U.S. Gift Tax Treatment of Property Transfers Resulting from Divorce
In addition to the U.S. federal income tax consequences that should be considered when transferring property as a result of divorce, the gift tax treatment of property transferred pursuant to a divorce settlement or agreement also must be considered. Generally, where a husband and wife enter into a written agreement relative to their marital and property rights (and divorce occurs within the three-year period beginning on the date one year before such agreement is entered into) any transfers of property or interests in property made pursuant to such agreement to either spouse in settlement of his or her marital or property rights or to provide a reasonable allowance for the support of children of the marriage during minority shall be deemed to be transfers made for full and adequate consideration in money or money's worth.
Essentially, so long as the requirements discussed above are met, a transfer of property pursuant to a divorce settlement or agreement will not be considered a taxable gift in the United States. In the event the requirements discussed above are not met, such transfer may be subject to U.S. federal gift tax and the transferor ex-spouse will have to utilize their lifetime unified credit exemption amount (if such ex-spouse is a U.S. citizen or U.S. domiciliary) or potentially pay U.S. federal gift tax (regardless of the tax residency of the transferor ex-spouse and the transferee ex-spouse) depending upon the type of property transferred (i.e., U.S. real estate or tangible personal property located in the United States).
Treatment of Grantor Trusts Post-Divorce (Repeal of I.R.C. §682)
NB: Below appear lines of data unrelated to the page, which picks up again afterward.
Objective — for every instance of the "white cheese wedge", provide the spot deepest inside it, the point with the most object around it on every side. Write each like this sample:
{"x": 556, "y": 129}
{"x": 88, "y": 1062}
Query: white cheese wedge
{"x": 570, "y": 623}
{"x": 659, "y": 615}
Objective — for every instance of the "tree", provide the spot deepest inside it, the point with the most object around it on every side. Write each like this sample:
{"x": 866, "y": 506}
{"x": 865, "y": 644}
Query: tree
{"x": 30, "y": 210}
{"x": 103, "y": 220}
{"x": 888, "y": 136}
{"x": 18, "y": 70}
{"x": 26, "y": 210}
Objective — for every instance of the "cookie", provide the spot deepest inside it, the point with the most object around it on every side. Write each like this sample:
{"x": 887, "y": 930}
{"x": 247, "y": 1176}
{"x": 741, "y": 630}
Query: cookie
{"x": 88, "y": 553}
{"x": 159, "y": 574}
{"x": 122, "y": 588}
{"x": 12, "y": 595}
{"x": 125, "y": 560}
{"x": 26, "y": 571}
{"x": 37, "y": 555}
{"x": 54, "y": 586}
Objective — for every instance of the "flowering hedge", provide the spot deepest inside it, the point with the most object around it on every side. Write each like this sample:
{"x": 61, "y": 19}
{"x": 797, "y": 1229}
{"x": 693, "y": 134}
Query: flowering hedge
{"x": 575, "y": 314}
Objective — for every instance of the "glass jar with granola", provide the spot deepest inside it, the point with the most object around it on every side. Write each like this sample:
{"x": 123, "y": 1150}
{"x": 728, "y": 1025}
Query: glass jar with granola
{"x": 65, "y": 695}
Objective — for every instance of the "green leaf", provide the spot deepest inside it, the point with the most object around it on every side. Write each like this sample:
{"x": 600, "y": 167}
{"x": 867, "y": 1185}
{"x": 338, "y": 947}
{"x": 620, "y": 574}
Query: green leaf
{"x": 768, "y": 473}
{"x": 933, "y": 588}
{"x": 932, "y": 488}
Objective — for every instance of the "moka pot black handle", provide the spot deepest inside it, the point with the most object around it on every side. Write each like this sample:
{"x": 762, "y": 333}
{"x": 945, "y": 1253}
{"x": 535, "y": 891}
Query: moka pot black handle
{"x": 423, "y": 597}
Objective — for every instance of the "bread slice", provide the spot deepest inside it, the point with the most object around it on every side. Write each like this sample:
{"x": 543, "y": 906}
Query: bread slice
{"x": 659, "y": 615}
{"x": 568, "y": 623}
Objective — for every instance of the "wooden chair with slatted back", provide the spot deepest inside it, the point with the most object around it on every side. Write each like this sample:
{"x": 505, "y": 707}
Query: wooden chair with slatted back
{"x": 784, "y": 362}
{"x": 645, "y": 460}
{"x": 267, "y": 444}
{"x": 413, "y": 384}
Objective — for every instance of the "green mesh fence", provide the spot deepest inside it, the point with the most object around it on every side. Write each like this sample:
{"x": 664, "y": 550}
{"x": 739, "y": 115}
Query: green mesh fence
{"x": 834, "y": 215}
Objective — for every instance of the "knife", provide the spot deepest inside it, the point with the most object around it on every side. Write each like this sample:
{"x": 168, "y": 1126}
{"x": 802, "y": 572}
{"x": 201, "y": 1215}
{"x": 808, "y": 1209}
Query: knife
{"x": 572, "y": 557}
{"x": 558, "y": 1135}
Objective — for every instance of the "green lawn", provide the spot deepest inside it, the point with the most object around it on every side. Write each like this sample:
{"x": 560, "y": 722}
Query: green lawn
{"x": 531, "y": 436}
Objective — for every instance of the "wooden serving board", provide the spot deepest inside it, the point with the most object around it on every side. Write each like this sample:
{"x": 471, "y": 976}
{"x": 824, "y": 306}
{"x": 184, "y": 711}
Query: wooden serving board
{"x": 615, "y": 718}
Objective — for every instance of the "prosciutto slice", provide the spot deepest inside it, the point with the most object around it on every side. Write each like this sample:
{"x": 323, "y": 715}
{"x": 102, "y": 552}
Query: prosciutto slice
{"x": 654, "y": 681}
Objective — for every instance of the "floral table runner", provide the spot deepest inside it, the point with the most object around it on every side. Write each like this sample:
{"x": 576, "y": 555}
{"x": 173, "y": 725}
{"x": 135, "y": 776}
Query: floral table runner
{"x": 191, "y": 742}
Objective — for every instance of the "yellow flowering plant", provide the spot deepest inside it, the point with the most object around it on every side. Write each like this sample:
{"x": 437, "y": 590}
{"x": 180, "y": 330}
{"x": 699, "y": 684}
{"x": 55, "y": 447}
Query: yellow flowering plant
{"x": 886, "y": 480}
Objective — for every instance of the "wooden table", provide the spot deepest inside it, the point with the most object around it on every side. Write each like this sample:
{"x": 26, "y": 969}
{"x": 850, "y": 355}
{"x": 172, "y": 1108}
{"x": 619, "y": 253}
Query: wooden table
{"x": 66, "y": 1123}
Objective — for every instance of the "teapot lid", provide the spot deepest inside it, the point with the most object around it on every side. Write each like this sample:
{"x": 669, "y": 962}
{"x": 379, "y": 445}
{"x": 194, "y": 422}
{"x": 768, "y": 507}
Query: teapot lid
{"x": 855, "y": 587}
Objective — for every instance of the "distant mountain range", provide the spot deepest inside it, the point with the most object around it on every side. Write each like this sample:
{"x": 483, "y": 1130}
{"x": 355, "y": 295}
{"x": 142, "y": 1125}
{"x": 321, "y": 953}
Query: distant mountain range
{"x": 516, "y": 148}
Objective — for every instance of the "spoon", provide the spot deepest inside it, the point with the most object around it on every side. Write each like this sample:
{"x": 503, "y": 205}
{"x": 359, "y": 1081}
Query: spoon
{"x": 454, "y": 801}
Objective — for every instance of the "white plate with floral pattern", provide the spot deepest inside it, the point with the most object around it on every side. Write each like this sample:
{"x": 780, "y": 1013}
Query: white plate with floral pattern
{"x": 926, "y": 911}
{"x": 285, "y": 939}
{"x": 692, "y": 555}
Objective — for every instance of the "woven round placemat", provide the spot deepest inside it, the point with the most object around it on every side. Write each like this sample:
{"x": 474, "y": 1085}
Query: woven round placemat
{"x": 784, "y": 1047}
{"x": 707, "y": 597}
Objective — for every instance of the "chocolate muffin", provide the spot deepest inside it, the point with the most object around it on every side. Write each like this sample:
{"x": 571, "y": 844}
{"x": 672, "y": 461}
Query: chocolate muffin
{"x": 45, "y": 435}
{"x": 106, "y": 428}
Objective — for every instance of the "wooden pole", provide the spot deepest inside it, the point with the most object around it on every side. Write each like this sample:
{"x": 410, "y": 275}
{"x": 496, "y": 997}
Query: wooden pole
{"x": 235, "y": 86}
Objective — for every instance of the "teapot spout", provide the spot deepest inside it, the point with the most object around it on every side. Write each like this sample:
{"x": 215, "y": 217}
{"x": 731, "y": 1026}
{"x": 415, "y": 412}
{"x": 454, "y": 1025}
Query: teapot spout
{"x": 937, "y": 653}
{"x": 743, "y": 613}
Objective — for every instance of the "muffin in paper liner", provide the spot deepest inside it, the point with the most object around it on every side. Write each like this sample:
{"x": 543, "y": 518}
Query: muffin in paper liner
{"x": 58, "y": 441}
In 2017, as part of the TCJA, Congress repealed I.R.C. § 682 and established that said Code section no longer applied to divorce agreements executed after Dec. 31, 2018. Accordingly, from 2019 forward, a grantor trust created for the benefit of an ex-spouse prior to the couple's divorce shall continue to be classified as a grantor trust for U.S. federal tax purposes. This causes the grantor/transferor ex-spouse to continue to be liable for the income tax on that trust's income going forward. Therefore, in drafting new trusts, decanting or deemed death of the beneficiary spouse on divorce clauses should be considered in order to protect from this harsh result. Once the ex-spouse is no longer considered a beneficiary (and provided the grantor is also not a beneficiary), the trust will generally become a non-grantor trust for U.S. federal income tax purposes and its own separate taxpayer.